Important note: We are noticing that there have been a lack of informative titles on the plots turned in for Computer Assignments. This is partly our fault, since not all plots given as examples have had titles. For the remainder of class we hope to improve on this, just as we hope to instill in each of you the habit of INFORMATIVE titles. Please try and make your plots as informative as possible moving forward. This is a valuable skill.

PCA for Authorship Identification

We will now apply above analysis to an interesting real life example.

In 1787, after the American Revolution, the colonies were debating whether to ratify the new Constitution. Three men - John Jay, James Madison, and Alexander Hamilton - wrote a series of essays in support of the Constitution, known as the Federalist Papers. In total, 85 papers were included.

Historical evidence shows that Jay authored 5 papers, Madison 14, and Hamilton 51. A further 3 were joint efforts between Madison and Hamilton. The remaining 12 are disputed. We will use PCA to try to guess at the authorship of these papers.

We will use a dataset that consists of word proportions of how many times a particular word was used divided by the total word count of an essay. This dataset is restricted to 70 function words - common words such as “a”, “but”, and “the”.

Load and parse the data using the following commands:

# Load the data
fed = read.csv("Federalist.txt", header = TRUE)

# Have a look at the data
head(fed)

# Store the authorship vector separately
auths = fed[, 2]
known = auths != "DIS" & auths != "COL"

auths.known = fed[known, 2]

# Limit the data to known authors
fed.known = fed[known, -c(1,2)]

Questions

  1. Treating the words as different variables, run PCA on the dataset using the prcomp() command. Here we use scale = TRUE to rescale the data. Are we centering the data here? (Hint: check the manual page!!) How many PCs are required to explain 80% of the variation in the data? Plot a screeplot of the PCs.
pc.fed = prcomp(fed.known, scale = TRUE)
YOUR CODE HERE
  1. Make individual plots the first 3 PCs. Color the points by author by using the col = auths.known command in the pairs() function.
YOUR CODE HERE
pairs(pc.fed$x[,1:3], col = auths.known, main = "Pairs Plot of First Three PCs")

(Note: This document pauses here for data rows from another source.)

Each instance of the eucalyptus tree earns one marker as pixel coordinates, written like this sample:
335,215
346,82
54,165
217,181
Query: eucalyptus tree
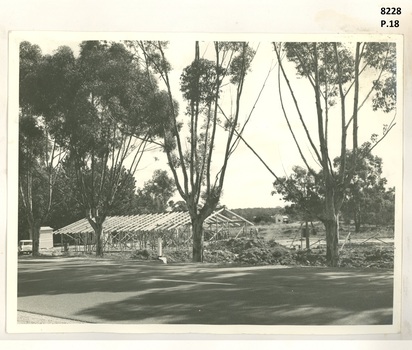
40,156
344,78
98,107
191,141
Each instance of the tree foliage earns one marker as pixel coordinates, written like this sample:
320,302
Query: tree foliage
343,78
99,107
155,195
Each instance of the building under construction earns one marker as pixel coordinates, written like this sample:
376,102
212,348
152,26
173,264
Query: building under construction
132,232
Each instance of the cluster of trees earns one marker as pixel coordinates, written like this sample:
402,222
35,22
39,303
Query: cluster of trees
367,200
86,122
344,78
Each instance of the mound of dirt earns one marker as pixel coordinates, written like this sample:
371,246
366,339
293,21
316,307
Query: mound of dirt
257,251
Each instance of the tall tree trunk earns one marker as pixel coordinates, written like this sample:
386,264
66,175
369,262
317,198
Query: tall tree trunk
332,251
97,225
357,220
35,237
197,227
99,240
331,227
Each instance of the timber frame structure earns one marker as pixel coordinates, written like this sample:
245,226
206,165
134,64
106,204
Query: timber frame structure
132,232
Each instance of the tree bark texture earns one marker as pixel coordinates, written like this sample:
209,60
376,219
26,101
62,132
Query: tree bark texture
197,227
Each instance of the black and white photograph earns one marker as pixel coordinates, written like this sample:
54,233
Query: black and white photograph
208,183
211,181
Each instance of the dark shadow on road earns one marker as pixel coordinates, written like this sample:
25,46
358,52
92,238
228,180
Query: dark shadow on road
200,294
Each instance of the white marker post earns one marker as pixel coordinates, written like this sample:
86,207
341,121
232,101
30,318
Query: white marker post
159,247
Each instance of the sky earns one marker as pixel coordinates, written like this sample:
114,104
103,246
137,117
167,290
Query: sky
248,183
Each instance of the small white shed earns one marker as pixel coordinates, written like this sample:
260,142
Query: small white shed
46,238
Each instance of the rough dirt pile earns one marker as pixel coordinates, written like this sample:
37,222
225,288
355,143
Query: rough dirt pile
257,251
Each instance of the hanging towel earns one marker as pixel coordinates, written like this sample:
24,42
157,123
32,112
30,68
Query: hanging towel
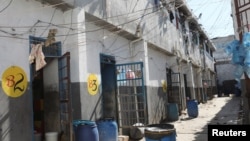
37,55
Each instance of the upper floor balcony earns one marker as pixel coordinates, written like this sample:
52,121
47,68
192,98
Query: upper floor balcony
64,5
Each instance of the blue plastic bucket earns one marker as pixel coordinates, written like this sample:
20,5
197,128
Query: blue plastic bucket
107,129
160,132
172,112
85,130
192,108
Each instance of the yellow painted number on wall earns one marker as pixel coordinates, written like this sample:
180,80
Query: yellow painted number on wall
14,81
93,84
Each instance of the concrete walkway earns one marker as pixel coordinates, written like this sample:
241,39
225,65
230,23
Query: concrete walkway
220,110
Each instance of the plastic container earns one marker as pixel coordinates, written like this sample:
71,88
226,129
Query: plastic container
192,108
51,136
85,130
160,132
238,72
107,129
246,39
172,112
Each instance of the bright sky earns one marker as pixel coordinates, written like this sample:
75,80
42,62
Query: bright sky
216,16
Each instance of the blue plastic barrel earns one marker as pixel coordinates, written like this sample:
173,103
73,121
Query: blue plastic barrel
160,132
107,129
172,112
85,130
192,108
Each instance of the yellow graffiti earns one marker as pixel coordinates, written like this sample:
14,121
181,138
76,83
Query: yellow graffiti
14,81
93,84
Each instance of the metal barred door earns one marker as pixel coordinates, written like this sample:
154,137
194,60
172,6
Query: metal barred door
175,93
131,96
65,96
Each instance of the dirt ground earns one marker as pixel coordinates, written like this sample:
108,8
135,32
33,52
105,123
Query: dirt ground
218,111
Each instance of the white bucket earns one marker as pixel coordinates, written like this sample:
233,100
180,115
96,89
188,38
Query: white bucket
51,136
38,137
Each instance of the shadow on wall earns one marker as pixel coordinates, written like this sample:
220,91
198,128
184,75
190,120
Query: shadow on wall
221,118
15,113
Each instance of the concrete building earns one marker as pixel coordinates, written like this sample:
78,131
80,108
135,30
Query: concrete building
224,66
65,60
240,14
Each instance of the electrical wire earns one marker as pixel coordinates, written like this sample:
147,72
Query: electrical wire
6,6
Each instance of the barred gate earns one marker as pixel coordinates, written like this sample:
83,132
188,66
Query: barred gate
174,90
131,96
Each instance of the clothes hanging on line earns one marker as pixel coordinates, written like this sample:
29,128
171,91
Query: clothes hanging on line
37,55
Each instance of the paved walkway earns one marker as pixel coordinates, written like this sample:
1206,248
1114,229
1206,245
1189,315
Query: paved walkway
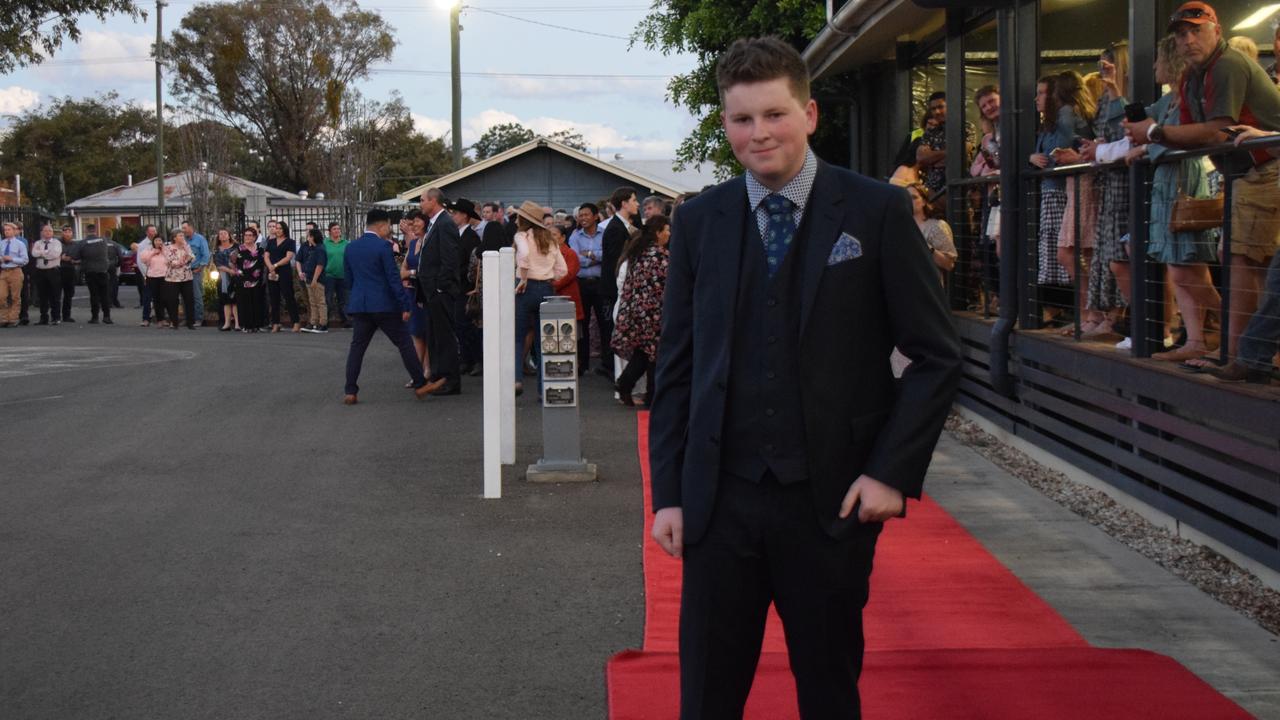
196,527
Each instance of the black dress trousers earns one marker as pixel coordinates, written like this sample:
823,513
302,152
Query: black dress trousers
764,545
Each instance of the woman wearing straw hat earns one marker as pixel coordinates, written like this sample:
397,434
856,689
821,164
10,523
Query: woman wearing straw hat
538,264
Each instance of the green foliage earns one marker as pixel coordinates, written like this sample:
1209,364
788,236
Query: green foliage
278,71
499,139
32,30
570,137
87,145
705,28
403,156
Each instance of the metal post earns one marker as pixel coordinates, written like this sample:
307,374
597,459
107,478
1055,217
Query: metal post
955,136
159,114
456,71
1224,313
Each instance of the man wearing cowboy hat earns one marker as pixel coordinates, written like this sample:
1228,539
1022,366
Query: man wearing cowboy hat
466,217
437,290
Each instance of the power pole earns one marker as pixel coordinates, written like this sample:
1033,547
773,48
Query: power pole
159,115
455,31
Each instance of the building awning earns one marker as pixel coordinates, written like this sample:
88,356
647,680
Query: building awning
865,31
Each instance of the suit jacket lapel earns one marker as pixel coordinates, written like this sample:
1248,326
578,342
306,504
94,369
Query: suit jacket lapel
727,251
822,215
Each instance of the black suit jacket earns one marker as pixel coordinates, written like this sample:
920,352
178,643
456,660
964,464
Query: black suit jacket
612,245
494,237
856,418
438,263
469,241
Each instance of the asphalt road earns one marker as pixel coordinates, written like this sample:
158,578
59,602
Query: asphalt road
193,525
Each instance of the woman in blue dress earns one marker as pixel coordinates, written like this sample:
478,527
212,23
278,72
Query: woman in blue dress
1187,254
415,227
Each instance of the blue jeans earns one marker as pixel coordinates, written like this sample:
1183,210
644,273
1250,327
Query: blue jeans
336,296
197,288
526,318
1262,333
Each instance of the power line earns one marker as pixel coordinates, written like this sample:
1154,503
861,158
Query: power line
497,76
396,71
547,24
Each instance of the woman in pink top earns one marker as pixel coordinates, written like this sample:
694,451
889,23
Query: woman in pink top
177,281
154,268
538,264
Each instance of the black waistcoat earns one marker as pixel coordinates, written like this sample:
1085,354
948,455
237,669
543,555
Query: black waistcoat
763,420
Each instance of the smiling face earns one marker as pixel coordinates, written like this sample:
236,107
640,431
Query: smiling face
1197,41
768,130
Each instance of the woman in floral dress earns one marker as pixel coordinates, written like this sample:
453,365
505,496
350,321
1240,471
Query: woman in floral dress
635,335
250,265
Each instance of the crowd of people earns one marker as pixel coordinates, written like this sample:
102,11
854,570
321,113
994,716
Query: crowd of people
1217,92
608,256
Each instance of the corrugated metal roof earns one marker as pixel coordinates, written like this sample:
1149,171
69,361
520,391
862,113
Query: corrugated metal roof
177,190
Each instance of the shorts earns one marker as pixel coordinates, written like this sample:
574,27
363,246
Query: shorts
1256,213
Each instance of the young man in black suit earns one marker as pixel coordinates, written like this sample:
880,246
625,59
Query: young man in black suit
437,288
780,454
617,233
466,218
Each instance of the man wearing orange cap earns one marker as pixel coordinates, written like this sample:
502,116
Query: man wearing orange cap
1224,87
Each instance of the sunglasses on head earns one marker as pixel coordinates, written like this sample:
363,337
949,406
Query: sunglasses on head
1188,14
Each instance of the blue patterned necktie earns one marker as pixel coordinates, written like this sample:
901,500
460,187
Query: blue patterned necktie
780,229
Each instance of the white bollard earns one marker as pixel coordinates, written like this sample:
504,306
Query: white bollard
507,351
493,345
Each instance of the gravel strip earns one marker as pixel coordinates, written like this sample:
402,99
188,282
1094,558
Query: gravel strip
1201,566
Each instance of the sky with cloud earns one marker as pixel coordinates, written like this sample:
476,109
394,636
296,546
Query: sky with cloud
516,68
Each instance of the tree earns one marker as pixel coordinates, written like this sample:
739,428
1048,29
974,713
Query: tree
77,147
378,153
32,30
570,137
279,71
707,28
499,139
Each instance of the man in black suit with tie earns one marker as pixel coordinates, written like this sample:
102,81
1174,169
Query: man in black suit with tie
466,218
780,440
437,288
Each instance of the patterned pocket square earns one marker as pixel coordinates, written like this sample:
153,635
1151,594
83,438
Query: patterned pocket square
845,249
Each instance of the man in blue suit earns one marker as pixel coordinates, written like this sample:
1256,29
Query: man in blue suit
780,440
378,301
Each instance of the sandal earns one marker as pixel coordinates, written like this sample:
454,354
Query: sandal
1179,354
1202,364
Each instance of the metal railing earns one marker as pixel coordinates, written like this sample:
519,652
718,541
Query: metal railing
1146,292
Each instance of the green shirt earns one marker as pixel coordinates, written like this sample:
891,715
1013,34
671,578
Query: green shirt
1230,85
334,254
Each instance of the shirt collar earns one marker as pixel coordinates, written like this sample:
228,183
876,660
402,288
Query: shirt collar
796,190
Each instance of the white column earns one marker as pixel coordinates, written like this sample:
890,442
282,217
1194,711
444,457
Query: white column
493,384
507,351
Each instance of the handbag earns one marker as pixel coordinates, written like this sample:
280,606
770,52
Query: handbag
1194,214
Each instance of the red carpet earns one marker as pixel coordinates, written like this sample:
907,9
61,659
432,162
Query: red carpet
951,633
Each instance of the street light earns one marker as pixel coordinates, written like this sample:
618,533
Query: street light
455,8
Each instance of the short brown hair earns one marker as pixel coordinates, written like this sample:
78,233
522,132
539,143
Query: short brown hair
760,59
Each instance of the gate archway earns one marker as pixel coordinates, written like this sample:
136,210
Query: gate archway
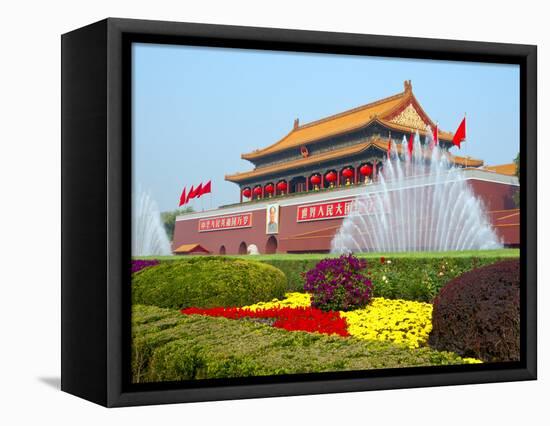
242,248
271,245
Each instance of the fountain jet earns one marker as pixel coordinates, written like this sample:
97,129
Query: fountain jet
148,234
421,203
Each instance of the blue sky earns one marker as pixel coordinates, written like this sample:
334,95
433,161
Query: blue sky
196,109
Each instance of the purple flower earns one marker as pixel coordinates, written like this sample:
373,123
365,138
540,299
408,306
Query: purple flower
338,284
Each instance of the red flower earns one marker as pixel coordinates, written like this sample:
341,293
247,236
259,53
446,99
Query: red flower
290,319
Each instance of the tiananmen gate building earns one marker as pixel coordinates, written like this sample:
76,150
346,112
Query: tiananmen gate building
302,187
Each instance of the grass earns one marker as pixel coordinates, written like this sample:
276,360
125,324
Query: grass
410,254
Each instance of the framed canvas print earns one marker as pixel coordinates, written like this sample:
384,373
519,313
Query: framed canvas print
253,212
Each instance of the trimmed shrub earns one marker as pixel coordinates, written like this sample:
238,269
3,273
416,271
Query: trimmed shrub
168,346
407,278
207,282
336,284
477,314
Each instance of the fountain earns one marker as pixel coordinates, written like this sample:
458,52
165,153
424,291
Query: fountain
148,234
421,203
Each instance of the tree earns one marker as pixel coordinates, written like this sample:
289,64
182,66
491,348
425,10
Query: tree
516,194
169,219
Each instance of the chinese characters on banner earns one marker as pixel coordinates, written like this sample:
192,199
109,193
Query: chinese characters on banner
241,220
331,210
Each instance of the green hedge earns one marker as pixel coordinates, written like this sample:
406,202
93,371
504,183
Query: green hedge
409,278
207,282
168,346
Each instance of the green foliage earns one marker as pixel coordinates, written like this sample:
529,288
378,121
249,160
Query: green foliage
207,282
408,278
477,314
169,219
168,346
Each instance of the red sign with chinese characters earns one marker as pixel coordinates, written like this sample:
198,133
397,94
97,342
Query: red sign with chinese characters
220,223
320,211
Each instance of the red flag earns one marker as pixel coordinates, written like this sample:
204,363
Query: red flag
192,194
183,197
460,134
198,191
411,141
435,137
206,189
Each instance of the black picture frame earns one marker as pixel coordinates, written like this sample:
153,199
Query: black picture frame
96,90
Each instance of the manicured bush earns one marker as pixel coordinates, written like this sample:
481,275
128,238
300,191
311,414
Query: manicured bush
168,346
336,284
477,314
207,282
395,277
139,264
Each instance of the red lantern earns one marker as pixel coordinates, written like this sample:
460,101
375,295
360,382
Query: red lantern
281,186
347,173
331,177
366,170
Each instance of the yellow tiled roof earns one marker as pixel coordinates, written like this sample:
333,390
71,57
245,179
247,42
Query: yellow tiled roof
503,169
186,248
379,143
383,109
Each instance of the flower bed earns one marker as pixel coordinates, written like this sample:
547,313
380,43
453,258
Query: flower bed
398,321
288,318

Does the data cluster by author? No need to explicitly cluster just yet; simply give your perspective on what you see in the biplots. How many dimensions would you project onto to separate essays by author?

YOUR ANSWER HERE

Now let’s check to see if clustering confirms what we can see visually! Perform kmeans clustering on the first two principle components using the following code.

library(ggplot2)
set.seed(1)
km <- kmeans(pc.fed$x[,1:2], centers = 3)
ggplot(, aes(x = pc.fed$x[,1], y = pc.fed$x[,2])) +
  geom_point(aes(col = as.factor(auths.known), pch = as.factor(km$cluster))) + xlab("First PC") + ylab("Second PC") +
  scale_colour_discrete(name = "Author") + scale_shape_discrete(name = "Cluster") + geom_point(aes(x = km$centers[,1], y = km$centers[,2], pch = factor(1:3))) + ggtitle("Clusters of First Two PCs; Colored by Author")

Questions

  1. Comment on the given plot. How well was kmeans able to distinguish the authorship? YOUR ANSWER HERE
  2. What is the within-cluster sum of squares for this particular clustering?
YOUR CODE HERE

Prediction

We will now use the low-dimensional projection to help us guess about the disputed authorship. The function predict() will take information from a previous PCA and project new data onto the PC dimensions. Use the following code to find the projections for the disputed and collaborative essays.

fed.disp = fed[auths == "DIS", -c(1,2)]
fed.collab = fed[auths == "COL", -c(1,2)]
disp.pred = predict(pc.fed, fed.disp)
collab.pred = predict(pc.fed, fed.collab)

Questions

  1. Plot the known data in first two PC dimensions, and color it by authorship (this will use col = auths.known). Then add the projection of the collaborative papers onto the first to PCs to the plot. We have provided most the the code to the latter plot because it was a little tricky. Make sure to add an informative title. If you would like a challenge, try to implement this last plot in ggplot (this is optional).

Make sure you label the axes and plot appropriately.

CODE FOR PLOTTING THE KNOWN DATA HERE

# To add the collaborative papers
## NOTE: Make sure to run the 'plot' and 'legend' commands simultaneously.  It will NOT WORK
##       if you do it line by line.
all.classifiers = as.factor(c(as.character(auths.known), rep("COL", times =nrow(collab.pred))))
plot(rbind(pc.fed$x[,1:2], collab.pred[,1:2]), col = all.classifiers, main = "Plot of First Two PCs; Colored by Author with Collabs")
legend(-10, 5,legend = c("AH", "COL", "JJ", "JM"), col = as.character(1:4), pch=rep(1, times = 4))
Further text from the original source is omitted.